Bunun yanında şu an tercüme konusu var ki bu gerçekten önemli bir konu. Tercüme konusunda süreç yanlış gidiyor, öğretmenlerden edindiğim bilgilere göre, 9’uncu sınıfların milli sınavı yapıldığında bir öğretmen gidip sınav günü erkenden tüm alanlarda soru tercümelerini yapıyormuş. Bunun için komisyon olmalı ve ilgili alandaki öğretmen tercüme yapmalı.
“Başarısız insanların projeleri ne kadar başarılı olur”
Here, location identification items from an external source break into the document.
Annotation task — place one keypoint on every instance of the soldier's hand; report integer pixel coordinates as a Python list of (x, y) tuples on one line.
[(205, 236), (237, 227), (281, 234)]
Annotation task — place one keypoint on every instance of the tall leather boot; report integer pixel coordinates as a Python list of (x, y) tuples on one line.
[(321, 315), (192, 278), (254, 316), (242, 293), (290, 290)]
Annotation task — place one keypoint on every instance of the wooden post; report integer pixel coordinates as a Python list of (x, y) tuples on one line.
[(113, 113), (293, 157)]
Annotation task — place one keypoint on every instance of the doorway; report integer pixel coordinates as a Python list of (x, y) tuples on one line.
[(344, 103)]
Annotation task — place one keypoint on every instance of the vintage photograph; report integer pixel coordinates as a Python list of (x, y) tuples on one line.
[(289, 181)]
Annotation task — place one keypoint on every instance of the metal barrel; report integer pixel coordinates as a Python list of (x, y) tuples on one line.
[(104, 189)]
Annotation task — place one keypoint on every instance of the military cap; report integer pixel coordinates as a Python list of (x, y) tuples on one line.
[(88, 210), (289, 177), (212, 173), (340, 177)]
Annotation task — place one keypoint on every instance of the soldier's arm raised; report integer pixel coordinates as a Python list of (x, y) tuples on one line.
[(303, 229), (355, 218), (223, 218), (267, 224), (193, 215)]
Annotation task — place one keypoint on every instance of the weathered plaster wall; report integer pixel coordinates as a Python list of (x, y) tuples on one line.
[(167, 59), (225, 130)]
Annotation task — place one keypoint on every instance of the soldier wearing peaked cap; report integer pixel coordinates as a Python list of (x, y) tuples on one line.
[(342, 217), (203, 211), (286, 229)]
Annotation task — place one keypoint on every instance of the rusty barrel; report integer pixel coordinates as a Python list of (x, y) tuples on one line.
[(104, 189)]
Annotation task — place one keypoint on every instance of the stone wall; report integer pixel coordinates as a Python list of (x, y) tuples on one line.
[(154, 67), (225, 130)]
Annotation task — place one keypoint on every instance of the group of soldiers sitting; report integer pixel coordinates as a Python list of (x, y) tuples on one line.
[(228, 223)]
Kısacası maddi destek olacaksa bu daha çok bina ve boyama dışında olmalı. Allah razı olsun TİKA bu konuda yardımcı oluyor. TİKA’nın hem Türkmen okullarına hem de Türk Dili ve Edebiyatı Bölümüne çok katkısı oldu. Ancak bununla beraber bizim iyi öğretmenler yetiştirmemiz gerekiyor, tercüme konusu için iyi bir mekanizma kurmamız gerekir. Türkiye’den müfredat tercümesi için bilim insanlarının getirilmesi ve bir mekanizma kurulması gerekir. Bir ekip oluşturulmalı ve bu ekipte aynı insanlar yer almamalı. Bizim en büyük sorunumuz aynı insanlarla yeni projeler kurmak. Başarısız insanların projeleri ne kadar başarılı olur ki? Okul başarısızdır ve başarı için yeni bir proje oluşturuyorsunuzdur ama aynı insanla bunu yapmak istiyorsunuzdur. Böyle bir şey olur mu? Önce ekibin değişmesi, sonra da yeni sonuçlar elde edilmesi lazım. Öğrencilerimiz neden üniversite kazanamıyor çünkü biz hep aynı kişilerle çalışıyoruz ve bir adım öne gidemiyoruz maalesef.